This untitled drawing by Robert Grosvenor (fig. 1) is related to a series of projected sculptures consisting of timber beams placed on gallery floors or set into the earth.1 The artist often used drawing as a means of working out the structural principles of his proposed outdoor sculptures. Grosvenor described his creation of such large-scale projects as a calculated process: he would first make a central cut in a large wooden pole, excavate dirt from below the cut, and then carefully apply pressure to the center of the beam using heavy construction equipment, causing its middle section to break and sink slightly into the ground, out of view.2 In the drawing, the pencil mark designates the earth, and the sloping masking tape represents the broken beam being pushed below the ground line.

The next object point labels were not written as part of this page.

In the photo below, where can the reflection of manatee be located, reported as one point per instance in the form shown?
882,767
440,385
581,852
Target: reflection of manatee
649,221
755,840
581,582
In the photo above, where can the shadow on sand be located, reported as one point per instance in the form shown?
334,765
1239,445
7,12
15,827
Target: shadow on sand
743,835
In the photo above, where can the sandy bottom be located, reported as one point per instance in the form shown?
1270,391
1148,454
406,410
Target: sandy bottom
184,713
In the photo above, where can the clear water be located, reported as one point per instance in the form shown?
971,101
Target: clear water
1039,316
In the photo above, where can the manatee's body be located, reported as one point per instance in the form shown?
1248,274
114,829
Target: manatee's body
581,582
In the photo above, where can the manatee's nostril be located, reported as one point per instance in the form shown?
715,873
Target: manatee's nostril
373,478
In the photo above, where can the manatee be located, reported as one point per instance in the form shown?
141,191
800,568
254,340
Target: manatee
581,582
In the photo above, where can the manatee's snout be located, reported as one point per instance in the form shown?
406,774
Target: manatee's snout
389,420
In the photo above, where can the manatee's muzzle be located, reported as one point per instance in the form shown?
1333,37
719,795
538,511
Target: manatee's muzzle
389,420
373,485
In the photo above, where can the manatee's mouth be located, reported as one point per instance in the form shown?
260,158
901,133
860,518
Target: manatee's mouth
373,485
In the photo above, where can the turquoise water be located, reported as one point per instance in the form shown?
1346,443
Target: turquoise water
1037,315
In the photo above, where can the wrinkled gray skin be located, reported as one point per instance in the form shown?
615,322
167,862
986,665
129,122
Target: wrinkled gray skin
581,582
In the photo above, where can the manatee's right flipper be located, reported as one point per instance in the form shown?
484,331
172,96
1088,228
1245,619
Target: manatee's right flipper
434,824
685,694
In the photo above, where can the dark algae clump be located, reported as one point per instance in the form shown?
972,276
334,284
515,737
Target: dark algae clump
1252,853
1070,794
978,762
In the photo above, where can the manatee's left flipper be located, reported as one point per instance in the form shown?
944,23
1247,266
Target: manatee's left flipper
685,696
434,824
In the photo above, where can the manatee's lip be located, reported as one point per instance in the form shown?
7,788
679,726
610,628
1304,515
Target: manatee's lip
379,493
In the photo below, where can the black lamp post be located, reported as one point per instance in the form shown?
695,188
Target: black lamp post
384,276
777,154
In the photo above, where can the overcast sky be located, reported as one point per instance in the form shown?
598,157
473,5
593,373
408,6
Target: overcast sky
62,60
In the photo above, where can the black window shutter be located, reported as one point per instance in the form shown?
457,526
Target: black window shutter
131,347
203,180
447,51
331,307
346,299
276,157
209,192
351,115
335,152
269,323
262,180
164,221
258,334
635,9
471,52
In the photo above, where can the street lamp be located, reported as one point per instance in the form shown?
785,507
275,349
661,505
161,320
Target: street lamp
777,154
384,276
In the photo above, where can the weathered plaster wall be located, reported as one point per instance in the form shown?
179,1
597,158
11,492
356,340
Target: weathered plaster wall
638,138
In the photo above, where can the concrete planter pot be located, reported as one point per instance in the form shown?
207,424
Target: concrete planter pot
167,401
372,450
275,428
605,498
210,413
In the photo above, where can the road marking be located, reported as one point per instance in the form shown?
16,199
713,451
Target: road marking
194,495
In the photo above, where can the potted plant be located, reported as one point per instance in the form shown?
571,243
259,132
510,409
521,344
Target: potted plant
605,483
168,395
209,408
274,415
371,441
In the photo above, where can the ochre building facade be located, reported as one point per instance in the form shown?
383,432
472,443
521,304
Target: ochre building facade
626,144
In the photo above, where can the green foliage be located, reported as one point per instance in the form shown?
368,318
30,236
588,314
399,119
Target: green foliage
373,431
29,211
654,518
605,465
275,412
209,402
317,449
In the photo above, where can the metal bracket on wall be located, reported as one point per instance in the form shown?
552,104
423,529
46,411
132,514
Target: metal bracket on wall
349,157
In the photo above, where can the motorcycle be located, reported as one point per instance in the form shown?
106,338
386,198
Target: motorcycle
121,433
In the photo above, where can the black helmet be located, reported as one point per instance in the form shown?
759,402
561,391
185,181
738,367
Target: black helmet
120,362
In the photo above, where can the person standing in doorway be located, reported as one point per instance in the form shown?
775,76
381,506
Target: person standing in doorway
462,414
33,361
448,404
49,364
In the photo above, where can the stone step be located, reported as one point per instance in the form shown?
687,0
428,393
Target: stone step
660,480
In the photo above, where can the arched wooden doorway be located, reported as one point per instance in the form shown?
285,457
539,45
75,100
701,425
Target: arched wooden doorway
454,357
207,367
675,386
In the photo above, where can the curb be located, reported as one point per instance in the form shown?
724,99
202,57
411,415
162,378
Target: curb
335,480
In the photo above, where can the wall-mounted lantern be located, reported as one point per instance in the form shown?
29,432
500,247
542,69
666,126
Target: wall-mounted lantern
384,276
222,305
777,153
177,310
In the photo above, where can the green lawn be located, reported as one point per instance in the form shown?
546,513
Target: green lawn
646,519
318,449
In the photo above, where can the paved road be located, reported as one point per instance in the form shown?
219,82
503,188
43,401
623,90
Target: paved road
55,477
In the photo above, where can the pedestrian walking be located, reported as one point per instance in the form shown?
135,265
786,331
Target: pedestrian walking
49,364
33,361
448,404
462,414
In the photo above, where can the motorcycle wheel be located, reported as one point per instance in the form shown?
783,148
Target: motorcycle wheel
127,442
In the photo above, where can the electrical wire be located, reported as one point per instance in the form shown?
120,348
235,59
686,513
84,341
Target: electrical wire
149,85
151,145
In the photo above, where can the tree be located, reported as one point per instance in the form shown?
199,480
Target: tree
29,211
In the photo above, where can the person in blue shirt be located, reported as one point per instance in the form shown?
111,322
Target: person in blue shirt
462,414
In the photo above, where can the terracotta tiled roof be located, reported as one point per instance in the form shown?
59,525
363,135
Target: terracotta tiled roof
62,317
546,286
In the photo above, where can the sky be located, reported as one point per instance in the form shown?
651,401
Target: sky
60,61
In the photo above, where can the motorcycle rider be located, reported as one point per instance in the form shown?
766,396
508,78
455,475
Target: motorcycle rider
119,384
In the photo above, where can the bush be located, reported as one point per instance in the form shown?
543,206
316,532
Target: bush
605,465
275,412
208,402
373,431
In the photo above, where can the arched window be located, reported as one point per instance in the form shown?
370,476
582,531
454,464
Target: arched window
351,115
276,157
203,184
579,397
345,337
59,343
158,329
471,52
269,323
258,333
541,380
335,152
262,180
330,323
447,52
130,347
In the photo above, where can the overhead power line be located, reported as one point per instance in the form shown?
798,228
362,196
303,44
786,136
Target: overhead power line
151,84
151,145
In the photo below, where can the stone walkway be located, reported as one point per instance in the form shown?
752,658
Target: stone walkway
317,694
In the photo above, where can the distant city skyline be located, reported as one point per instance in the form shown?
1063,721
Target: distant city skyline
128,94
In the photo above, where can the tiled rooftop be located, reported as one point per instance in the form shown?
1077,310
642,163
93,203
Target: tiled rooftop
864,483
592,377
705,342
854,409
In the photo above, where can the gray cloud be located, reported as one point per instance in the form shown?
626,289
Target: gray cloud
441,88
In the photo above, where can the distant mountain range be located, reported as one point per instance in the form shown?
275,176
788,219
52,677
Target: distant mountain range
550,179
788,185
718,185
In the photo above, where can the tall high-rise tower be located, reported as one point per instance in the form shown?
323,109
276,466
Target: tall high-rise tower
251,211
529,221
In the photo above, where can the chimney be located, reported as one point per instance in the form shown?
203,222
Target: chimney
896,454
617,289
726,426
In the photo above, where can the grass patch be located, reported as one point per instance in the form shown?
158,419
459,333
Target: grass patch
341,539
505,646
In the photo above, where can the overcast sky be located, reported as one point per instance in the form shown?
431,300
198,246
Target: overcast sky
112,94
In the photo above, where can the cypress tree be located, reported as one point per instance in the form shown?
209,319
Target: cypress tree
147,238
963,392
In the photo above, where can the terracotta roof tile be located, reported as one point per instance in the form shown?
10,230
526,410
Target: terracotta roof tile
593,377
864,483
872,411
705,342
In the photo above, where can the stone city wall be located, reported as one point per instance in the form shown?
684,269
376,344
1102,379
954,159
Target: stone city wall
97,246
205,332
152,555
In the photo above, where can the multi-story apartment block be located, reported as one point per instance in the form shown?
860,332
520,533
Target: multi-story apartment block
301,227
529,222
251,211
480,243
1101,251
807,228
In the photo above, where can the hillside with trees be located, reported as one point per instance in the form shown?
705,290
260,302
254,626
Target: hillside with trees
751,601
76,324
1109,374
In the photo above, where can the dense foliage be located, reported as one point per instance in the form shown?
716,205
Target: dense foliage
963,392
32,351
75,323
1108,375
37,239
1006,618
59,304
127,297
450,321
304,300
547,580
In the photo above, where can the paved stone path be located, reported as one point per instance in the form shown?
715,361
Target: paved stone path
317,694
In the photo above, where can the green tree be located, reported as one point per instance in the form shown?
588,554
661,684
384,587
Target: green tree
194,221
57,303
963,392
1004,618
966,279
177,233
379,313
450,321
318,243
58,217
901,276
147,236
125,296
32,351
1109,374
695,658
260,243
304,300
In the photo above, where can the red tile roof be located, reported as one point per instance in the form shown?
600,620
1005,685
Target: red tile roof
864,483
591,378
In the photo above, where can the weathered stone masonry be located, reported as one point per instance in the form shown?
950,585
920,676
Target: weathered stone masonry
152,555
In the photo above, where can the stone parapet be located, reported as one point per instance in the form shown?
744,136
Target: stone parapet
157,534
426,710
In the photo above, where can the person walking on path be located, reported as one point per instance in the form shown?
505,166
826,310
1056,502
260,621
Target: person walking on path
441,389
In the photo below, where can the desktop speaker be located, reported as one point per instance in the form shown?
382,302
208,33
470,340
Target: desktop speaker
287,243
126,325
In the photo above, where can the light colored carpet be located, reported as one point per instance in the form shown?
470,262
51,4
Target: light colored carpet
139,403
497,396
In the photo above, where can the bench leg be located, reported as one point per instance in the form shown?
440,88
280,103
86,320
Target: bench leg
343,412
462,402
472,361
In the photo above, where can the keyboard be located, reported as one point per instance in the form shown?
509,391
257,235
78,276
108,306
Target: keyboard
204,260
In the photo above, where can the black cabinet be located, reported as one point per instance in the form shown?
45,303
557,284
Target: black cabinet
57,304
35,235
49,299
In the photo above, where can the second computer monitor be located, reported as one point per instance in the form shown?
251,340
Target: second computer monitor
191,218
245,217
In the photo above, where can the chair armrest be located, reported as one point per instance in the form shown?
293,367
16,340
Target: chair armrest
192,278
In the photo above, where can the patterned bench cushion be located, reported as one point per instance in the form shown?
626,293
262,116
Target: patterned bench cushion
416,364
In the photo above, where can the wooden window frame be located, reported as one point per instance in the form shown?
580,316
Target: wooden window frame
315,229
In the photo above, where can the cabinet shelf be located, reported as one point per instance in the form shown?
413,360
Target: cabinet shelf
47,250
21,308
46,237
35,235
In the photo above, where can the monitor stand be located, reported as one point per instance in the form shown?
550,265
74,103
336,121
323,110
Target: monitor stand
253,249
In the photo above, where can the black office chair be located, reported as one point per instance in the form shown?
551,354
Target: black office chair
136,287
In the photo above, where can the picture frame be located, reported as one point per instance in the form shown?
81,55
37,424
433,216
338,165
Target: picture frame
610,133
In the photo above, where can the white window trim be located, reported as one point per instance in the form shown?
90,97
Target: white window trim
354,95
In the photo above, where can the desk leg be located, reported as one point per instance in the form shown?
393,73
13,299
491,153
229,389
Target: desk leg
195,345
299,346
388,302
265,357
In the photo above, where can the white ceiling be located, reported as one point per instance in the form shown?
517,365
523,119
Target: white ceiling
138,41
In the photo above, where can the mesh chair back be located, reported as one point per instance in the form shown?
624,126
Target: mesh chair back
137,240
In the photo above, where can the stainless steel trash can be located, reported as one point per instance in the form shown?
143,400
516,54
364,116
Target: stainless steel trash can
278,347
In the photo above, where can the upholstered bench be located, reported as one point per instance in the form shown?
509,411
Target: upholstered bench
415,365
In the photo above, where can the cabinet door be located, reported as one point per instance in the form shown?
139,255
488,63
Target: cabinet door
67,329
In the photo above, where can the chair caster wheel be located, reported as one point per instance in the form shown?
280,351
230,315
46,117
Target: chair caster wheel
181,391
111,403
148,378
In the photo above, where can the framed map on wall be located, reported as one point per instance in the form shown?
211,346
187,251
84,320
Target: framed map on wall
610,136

This kind of large-scale sculpture was typical of Grosvenor’s practice in the early 1970s, when he abandoned monumental, gravity-defying geometric forms for timbers and wooden poles that emphasize gravitational effects. Another piece by Grosvenor in this exhibition demonstrates a scaled-down version of this approach. The untitled sculptural work (fig. 2) consists of a wooden dowel just over twenty inches long and about half an inch in diameter. A web of fine cracks encircles the middle portion of the dowel, fracturing but never quite rupturing it altogether. Though they destroy the wood’s integrity, the delicate fissures also delineate its fundamental cellular structure. Grosvenor called the resulting breaks “drawings.”3 Such a designation emphasizes the linear, surface quality of the cracks across and around the wooden beams.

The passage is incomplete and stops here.